It’s no secret that each day we generate a lot of new data. In the last 25 years or so this data generation and our newfound abilities to analyse it at scale have heralded in an era of Big Data in which data scientists have been able to innovate upon the efficiency and accuracy of many decision-making processes. However, it’s also no secret that our use of this data is imperfect — Rather than data being the new oil, it’s much more akin to fire: Data improves lives when used appropriately, but can also be a destructive force when abused.
As data collection and analysis methods are refined, there is increasing potential for sensitive data to be misused to make discriminatory decisions or breach individual privacy rights. So, how can we as a society ensure we can reap the clear benefits of data analysis, while mitigating the risk of abuse? One emerging solution is privacy-enhancing technology, or PETs.
What are PETs?
PETs are a set of technologies which mitigate the risk to the individual of data privacy abuse. While they’ve commercially grown to inhabit a broad definition ranging from technologies aiding with data privacy regulatory compliance to those that mathematically guarantee privacy-safe data analysis, the use of the term “PET” in the academic context has largely applied to technologies which technically protect the privacy of a consumer using cryptography or algorithmic enforcement of privacy policies. In this article, we’ll discuss privacy enhancing technologies as the broader set of technologies that provide privacy protection in some way.
On a basic level, these techniques are used to ensure data scientists or analysts can’t learn anything new about a specific individual within a dataset as a result of the analysis they undertake. The aim is to mitigate the risk of privacy leakage, while still preserving the utility of underlying data. We’ve found it helpful to separate the space of privacy technologies into four broad areas:
- Data modification: These techniques change the data in some way before use. Examples include tokenization, synthetic data generation, and differential privacy if applied against the data itself.
- Disclosure Control: Disclosure control specifies constraints on the data that can be released. The data can be checked for release manually, but checks can also be automated using definitions of privacy impact such as k-anonymity and differential privacy. Note that this step can occur at many levels of a given analysis — It can be applied from an organisational perspective, for a specific collaboration, or even against a specific dataset.
- Confidential collaboration: Confidential collaboration technologies provide a mechanism for multiple data custodians to allow a particular data scientist a mechanism for computing insights on their shared data without leaking privacy. Examples include multi-party computation, trusted execution environments and homomorphic encryption.
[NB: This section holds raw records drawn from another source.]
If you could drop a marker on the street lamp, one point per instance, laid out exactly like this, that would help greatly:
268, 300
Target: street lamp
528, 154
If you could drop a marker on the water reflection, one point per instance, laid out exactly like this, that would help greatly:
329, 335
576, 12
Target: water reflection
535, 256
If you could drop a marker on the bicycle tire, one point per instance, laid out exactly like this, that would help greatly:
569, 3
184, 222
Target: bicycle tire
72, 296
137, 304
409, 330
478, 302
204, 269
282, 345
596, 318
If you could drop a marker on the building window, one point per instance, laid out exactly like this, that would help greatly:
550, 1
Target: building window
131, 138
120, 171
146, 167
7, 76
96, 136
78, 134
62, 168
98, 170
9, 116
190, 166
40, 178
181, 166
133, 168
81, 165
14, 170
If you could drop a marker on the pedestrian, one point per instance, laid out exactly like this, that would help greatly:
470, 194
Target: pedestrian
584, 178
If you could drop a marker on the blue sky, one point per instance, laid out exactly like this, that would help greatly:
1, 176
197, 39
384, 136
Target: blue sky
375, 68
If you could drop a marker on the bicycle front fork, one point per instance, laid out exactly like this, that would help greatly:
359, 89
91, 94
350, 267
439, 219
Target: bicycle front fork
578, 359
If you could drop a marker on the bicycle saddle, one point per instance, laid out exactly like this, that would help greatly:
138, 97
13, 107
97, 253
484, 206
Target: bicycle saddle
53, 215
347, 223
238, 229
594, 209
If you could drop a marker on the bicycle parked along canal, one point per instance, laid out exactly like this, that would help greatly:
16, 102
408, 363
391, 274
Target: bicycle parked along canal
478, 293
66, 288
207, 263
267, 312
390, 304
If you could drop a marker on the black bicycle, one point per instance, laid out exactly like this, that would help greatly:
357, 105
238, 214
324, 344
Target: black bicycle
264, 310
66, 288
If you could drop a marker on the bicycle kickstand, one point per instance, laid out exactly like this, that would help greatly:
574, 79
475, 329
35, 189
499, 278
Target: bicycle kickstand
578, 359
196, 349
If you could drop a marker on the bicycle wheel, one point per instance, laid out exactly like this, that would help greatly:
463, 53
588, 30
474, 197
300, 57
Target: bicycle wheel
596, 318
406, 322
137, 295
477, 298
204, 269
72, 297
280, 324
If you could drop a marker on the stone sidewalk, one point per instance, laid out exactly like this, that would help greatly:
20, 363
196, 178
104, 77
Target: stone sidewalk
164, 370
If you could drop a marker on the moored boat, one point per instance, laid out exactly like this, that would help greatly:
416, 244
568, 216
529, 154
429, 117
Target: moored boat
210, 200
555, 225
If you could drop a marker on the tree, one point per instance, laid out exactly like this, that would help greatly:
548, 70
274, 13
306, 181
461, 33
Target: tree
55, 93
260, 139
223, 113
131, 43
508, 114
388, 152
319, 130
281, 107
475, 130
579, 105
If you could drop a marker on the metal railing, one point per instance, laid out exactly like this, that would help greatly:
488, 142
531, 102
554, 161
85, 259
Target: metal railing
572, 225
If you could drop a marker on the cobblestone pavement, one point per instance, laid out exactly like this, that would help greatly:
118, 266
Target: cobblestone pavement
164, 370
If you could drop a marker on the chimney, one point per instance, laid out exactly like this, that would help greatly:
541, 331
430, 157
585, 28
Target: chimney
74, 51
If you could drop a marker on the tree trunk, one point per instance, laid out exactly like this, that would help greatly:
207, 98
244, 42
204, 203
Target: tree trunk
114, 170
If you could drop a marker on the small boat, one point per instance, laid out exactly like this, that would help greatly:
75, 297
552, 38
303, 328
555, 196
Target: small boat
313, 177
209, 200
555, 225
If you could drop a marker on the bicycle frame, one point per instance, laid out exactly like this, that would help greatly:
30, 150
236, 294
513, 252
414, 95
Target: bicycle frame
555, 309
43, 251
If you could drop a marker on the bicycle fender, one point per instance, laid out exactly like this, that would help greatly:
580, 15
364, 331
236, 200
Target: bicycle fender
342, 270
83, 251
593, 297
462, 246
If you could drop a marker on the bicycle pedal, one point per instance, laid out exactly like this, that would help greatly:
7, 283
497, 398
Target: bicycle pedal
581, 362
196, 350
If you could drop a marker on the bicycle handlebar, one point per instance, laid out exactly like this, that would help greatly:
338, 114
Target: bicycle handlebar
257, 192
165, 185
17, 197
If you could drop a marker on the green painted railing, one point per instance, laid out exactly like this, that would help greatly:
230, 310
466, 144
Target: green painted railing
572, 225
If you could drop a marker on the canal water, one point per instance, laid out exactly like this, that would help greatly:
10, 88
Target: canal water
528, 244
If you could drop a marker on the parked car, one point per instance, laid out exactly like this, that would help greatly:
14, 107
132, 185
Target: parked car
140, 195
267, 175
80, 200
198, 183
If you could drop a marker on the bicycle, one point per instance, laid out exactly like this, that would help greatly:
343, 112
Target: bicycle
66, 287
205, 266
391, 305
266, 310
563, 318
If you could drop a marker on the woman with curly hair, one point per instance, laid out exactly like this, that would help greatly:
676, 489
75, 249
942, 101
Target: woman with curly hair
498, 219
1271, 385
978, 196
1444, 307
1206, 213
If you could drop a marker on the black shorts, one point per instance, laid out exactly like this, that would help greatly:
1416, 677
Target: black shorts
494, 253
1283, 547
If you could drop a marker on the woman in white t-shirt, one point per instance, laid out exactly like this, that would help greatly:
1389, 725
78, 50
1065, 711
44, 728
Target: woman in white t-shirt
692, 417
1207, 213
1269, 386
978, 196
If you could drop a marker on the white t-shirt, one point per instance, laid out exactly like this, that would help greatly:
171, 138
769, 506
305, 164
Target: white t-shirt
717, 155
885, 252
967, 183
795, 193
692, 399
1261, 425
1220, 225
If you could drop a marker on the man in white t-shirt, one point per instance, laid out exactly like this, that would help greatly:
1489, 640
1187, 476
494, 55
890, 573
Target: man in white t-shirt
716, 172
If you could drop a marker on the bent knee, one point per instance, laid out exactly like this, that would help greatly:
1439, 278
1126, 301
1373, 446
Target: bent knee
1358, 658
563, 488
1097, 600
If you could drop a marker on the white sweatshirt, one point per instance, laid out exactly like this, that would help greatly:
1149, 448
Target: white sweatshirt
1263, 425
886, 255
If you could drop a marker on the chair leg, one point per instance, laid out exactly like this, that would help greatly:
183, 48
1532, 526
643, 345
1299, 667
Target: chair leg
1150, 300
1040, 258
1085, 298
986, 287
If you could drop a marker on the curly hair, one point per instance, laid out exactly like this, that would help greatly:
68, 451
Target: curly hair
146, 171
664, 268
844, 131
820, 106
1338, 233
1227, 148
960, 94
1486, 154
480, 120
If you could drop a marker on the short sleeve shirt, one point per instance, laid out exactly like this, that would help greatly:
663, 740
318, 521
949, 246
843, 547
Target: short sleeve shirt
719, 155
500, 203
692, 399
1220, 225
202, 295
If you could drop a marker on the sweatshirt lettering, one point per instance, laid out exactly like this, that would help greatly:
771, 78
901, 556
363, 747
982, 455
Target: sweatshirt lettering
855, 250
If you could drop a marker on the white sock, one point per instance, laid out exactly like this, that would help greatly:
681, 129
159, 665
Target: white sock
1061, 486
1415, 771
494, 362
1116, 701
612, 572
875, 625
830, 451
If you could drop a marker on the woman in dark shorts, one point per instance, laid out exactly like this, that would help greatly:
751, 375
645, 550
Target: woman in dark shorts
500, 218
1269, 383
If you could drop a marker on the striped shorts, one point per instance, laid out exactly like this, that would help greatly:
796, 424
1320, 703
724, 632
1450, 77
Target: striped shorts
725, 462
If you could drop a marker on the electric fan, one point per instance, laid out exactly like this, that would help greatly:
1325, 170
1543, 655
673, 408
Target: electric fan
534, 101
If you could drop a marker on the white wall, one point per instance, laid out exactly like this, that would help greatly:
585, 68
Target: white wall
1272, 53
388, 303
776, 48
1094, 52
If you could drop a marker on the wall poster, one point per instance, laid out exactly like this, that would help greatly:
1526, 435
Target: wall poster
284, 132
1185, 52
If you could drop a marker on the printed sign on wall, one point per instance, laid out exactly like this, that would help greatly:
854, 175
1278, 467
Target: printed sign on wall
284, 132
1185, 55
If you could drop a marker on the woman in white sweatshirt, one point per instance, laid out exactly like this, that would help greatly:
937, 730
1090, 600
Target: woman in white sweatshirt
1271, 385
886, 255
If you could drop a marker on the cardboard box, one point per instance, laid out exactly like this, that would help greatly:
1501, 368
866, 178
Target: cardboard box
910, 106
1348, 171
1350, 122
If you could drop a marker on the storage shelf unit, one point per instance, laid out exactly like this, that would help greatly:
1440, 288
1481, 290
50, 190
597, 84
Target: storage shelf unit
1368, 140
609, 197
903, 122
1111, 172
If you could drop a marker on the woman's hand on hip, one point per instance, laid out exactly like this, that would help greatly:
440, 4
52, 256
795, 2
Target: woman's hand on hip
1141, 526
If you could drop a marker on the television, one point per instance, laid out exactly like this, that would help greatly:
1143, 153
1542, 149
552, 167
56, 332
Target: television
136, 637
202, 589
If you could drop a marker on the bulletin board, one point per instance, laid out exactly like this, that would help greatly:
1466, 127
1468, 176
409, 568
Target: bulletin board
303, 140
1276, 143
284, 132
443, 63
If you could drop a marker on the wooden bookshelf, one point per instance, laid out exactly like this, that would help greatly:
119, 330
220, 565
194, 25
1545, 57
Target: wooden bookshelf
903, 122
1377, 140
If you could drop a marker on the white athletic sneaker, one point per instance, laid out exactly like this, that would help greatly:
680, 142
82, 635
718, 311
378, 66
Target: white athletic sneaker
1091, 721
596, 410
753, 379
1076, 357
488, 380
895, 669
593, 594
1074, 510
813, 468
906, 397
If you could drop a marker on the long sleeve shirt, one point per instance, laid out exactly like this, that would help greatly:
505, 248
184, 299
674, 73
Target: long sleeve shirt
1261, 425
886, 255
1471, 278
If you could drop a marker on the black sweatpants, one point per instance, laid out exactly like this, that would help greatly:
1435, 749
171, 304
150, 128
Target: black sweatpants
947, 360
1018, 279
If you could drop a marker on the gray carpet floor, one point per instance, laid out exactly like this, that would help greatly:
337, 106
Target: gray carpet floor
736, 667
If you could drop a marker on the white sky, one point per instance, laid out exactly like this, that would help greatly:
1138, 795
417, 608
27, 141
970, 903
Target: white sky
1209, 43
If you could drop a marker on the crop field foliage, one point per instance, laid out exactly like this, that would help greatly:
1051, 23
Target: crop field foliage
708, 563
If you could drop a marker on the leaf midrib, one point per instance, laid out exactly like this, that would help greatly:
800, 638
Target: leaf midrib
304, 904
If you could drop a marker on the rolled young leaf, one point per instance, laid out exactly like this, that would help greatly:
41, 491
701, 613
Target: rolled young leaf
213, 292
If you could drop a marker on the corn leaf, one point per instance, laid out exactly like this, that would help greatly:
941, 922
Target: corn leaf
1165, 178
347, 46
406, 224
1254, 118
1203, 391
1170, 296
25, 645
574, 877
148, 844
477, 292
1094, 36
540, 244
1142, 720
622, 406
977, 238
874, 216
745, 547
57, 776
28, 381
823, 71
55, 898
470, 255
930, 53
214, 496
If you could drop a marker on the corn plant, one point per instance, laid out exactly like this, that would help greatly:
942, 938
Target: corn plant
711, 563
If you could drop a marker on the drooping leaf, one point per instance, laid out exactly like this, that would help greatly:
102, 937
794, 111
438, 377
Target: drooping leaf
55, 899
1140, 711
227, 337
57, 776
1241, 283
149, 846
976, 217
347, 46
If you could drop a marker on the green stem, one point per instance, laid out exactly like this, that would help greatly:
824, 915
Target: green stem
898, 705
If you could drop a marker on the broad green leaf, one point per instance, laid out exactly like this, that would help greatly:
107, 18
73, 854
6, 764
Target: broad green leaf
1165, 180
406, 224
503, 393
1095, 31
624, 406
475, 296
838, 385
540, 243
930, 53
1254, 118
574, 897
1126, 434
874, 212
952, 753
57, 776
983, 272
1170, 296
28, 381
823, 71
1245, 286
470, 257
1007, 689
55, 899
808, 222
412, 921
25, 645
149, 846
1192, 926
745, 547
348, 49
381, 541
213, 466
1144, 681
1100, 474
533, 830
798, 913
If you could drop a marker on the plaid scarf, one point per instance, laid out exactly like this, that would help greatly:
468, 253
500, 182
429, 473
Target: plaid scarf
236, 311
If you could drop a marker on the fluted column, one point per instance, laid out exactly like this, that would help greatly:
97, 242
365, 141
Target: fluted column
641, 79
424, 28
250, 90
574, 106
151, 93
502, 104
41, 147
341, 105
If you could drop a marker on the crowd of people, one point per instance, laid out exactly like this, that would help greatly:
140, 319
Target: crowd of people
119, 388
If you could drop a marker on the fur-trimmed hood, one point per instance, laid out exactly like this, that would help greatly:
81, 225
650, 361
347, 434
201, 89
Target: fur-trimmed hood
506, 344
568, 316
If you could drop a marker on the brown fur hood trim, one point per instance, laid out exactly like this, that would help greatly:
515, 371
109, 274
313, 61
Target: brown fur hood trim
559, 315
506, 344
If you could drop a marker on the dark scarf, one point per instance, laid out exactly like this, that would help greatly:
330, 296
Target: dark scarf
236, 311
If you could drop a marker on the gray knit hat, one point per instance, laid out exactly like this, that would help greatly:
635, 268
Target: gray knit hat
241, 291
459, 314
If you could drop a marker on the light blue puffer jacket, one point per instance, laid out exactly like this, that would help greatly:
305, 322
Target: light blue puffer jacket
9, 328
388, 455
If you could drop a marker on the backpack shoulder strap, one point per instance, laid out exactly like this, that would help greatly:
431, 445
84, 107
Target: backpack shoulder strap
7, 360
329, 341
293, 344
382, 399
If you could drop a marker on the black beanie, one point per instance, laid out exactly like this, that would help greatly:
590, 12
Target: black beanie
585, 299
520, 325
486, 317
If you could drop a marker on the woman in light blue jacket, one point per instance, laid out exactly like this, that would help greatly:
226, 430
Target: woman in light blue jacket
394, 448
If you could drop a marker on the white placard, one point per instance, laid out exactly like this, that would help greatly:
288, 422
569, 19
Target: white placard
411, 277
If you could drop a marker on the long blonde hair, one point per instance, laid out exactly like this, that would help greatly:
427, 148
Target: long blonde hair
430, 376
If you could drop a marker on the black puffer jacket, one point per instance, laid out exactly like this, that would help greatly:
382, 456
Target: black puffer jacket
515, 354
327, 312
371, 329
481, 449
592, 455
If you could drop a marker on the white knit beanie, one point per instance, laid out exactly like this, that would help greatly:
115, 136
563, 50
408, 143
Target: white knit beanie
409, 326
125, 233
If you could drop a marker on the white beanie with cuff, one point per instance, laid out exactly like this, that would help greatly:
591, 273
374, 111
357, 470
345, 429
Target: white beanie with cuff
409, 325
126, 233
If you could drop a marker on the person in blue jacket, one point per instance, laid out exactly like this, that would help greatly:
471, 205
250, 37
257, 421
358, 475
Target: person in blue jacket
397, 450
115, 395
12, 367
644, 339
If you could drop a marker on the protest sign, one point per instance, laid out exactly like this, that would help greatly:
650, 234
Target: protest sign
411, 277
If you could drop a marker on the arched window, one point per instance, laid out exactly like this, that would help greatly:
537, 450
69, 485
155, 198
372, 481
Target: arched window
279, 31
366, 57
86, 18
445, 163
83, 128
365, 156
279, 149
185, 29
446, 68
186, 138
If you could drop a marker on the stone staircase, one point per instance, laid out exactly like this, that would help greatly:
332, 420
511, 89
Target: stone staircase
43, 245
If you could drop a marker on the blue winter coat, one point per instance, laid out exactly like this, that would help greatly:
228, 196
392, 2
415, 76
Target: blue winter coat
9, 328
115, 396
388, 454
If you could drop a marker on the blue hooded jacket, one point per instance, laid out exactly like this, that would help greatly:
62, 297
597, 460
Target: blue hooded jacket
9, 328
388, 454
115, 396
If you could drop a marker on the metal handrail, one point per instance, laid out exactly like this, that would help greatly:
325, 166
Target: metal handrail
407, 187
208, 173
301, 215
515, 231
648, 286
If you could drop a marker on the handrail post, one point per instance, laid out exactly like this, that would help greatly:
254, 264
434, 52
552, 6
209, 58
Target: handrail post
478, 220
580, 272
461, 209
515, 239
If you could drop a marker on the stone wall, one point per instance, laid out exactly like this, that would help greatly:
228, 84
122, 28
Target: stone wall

- Access control: Access controls systems confirm that the person who is trying to gather an insight is authorised to do so. It’s sometimes not considered a privacy technology, but it is always core to the protection of data. Note that this step can occur at many levels of a given analysis — It can be applied from an organisational perspective, for a specific collaboration, or even against a specific dataset.
Putting these technologies together gives one example of a data pipeline shown diagrammatically below. In the rest of this article we’ll explain the various technologies in a bit more detail and then describe some potential applications.
Data tokenization is a privacy-protection method that replaces pre-specified sensitive data with non-sensitive, pseudonymous tokens. This protects the data to a certain degree because the resulting data is no longer considered personally identifying. In some forms of tokenization, a mapping is maintained so that the original data can be reconstructed. In other forms, there is no mapping back, and some authorities would consider the data to be anonymised.
Tokenization is a popular approach because it aligns with legal concepts discussed in legislation like GDPR and HIPAA. Some of the drawbacks include loss of utility from the data, security concerns when pseudonymising, and cumbersome configurations. You can read more about tokenization in our introduction to the topic here.
Differential Privacy (DP)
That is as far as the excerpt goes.